XML Parsing

Vinyl provides a fast way to parse XML documents into a type-safe object that is validated against an XSD schema.

To create a parser for a schema, first create the Type definitions for the shape of the document.

There are many ways to do this, for the Dash 2011 schema we used CXSD (MIT Licensed). Take the type definitions, and discard their generated parser.

Using the type definitions we can build a ruleset following the XSD. This is a manual process; follow the XSD closely to match min/max occurrences, defaults, and required attributes.

MPDType example, following the MPDType definition:

const mpdType: XmlRules<MPDtype> = {
    ProgramInformation: elements(programInformationType),
    BaseURL: elements(baseURLType),
    Location: elements({ _content: charactersString }),
    Period: elements(periodType, { minOccurs: 1 }),
    Metrics: elements(metricsType),
    EssentialProperty: elements(descriptorType),
    SupplementalProperty: elements(descriptorType),
    UTCTiming: elements(descriptorType),
    availabilityEndTime: attrDateTime,
    availabilityStartTime: attrDateTime,
    id: attrString,
    maxSegmentDuration: attr(parseDuration, stringifyDuration),
    maxSubsegmentDuration: attr(parseDuration, stringifyDuration),
    mediaPresentationDuration: attr(parseDuration, stringifyDuration),
    minBufferTime: attr(parseDuration, stringifyDuration, { required: true }),
    minimumUpdatePeriod: attr(parseDuration, stringifyDuration),
    profiles: attr(parseProfiles, stringifyProfiles, { required: true }),
    publishTime: attrDateTime,
    suggestedPresentationDelay: attr(parseDuration, stringifyDuration),
    timeShiftBufferDepth: attr(parseDuration, stringifyDuration),
    type: attr(parsePresentationTypeType, stringify, {
        default: 'static',
    } as const),
} as const

Style note - abbreviations should be cased as they are in the XSD, this follows the exception noted in the TS style guide we follow.

XmlRules definitions are meant to be human-readable and easy for the TypeScript compiler to validate that the rule matches the type definition. Before this rule set can be used by the parser or stringifier, it must be mapped to a more performant machine-friendly version.

Map the rules using mapXmlRules:

const dashDrmRulesMapped = mapXmlRules(dashDrmRules)

XmlRules maps XML content to a typed object using the following four rules:

Attribute and characters handlers provide parse and stringify functions to serialize/deserialize the value from the XML.

From the ruleset, we can create an XML handler for the SAX parser:

const dashManifestHandler = new ParseXmlHandlerImpl(dashDrmRulesMapped)

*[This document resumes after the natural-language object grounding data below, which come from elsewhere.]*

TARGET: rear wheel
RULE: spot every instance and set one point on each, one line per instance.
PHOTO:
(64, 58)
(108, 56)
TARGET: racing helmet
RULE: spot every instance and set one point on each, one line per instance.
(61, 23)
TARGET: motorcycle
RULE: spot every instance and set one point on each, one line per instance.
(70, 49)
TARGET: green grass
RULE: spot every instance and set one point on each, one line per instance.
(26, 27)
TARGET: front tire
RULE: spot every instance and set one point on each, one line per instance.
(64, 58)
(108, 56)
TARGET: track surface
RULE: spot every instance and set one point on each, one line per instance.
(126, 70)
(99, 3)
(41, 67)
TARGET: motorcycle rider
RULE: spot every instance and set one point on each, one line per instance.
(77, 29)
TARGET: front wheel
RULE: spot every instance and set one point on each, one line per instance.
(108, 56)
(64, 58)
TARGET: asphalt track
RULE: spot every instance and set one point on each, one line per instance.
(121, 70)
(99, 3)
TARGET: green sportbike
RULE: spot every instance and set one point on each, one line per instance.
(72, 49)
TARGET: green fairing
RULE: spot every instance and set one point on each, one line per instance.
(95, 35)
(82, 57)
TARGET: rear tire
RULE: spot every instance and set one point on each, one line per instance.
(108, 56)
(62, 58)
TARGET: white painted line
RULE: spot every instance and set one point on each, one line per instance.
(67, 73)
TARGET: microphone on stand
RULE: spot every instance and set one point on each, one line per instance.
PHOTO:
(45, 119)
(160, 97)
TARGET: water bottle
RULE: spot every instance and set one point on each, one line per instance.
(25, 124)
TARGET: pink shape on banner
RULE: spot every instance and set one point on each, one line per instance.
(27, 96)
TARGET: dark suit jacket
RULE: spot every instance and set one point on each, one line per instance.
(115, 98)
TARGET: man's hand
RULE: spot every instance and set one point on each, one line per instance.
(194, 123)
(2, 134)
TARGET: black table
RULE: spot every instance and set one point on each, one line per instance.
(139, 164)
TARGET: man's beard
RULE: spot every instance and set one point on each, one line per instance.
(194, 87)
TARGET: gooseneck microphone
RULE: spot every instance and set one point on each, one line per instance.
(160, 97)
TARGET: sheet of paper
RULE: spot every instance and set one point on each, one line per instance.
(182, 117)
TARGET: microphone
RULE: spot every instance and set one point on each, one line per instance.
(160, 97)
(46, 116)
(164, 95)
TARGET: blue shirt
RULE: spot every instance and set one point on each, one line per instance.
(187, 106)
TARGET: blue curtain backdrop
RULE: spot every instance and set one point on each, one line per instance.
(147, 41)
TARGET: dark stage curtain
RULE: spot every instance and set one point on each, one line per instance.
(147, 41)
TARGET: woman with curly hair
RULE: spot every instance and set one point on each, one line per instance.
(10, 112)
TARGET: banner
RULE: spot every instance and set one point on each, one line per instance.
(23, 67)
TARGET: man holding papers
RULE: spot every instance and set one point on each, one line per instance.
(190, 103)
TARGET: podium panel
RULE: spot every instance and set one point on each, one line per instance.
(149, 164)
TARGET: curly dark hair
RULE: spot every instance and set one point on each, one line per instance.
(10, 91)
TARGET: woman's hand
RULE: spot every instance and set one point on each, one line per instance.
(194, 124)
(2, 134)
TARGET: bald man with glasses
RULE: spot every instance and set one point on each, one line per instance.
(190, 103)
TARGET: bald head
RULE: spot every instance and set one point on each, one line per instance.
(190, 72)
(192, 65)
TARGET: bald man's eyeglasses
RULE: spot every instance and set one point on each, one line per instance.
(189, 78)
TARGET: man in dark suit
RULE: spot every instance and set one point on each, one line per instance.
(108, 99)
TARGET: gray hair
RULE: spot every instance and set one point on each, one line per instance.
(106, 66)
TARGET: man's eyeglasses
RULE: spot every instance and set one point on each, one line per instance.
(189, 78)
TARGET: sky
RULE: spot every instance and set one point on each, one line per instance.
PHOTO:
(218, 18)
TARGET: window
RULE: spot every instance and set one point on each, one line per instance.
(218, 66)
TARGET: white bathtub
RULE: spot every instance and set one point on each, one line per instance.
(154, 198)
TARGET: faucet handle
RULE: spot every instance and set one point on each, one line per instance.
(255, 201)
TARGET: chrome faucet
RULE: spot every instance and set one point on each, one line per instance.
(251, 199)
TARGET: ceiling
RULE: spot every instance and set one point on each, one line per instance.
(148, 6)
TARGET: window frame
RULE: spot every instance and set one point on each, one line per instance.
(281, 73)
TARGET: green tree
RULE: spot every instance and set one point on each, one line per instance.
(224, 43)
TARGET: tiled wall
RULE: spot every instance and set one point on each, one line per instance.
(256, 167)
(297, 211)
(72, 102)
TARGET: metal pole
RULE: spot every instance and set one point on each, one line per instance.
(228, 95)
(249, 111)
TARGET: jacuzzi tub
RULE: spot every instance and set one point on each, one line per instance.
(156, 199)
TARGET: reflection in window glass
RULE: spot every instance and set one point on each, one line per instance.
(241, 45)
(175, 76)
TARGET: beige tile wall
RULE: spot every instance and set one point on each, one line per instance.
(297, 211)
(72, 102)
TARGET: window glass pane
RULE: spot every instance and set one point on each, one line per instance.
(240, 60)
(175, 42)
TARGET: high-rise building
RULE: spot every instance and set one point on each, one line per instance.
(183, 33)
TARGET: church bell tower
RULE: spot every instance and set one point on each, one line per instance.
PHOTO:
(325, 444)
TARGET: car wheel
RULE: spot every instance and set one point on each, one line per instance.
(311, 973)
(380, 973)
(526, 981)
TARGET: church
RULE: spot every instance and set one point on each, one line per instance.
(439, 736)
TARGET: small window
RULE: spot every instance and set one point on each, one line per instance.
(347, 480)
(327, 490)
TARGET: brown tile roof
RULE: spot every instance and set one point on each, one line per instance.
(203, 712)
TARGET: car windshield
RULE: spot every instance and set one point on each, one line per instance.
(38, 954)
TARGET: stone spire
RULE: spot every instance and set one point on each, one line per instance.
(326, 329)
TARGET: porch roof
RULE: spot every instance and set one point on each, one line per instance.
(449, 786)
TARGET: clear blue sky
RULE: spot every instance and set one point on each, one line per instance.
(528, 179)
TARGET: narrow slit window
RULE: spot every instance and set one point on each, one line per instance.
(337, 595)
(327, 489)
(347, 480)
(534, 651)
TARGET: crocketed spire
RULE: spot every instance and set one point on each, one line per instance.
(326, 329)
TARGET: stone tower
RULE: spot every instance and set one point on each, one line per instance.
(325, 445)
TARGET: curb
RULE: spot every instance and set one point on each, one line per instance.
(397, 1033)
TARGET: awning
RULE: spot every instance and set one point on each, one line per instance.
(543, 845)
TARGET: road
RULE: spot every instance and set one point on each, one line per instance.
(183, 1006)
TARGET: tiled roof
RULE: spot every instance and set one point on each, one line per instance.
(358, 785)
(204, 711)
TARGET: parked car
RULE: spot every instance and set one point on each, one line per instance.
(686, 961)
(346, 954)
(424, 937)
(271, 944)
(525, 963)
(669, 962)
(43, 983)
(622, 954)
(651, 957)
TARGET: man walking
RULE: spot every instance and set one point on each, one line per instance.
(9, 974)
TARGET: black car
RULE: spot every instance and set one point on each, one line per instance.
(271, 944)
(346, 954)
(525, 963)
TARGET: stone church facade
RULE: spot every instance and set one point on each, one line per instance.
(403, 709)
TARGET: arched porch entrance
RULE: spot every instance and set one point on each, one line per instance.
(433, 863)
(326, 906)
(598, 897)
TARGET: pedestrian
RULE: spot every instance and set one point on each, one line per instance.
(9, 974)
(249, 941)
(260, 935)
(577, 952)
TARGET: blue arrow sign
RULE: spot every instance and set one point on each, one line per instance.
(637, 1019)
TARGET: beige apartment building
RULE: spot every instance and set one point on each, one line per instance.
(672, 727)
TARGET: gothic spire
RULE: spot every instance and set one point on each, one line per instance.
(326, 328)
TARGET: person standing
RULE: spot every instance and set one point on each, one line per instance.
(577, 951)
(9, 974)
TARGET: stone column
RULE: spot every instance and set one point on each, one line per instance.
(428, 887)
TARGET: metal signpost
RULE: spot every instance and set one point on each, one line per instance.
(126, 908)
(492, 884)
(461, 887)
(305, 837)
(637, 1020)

Concurrency note: A handler is stateful while parsing a document, so if there are multiple workers parsing documents simultaneously, a handler per worker thread must be created.

With the handler now we can parse XML into a validated type-safe object matching our type definition.

export function parseDashManifest(manifest: string): DashDrmManifest {
    return parseXml(manifest, dashManifestHandler)
}

The overall process is as follows:

parseXml is given an XML string, and a content handler. A content handler abstractly provides methods for opening and closing XML nodes. Based on an XSD schema, we can build a content handler XmlRules that knows how each node should be processed.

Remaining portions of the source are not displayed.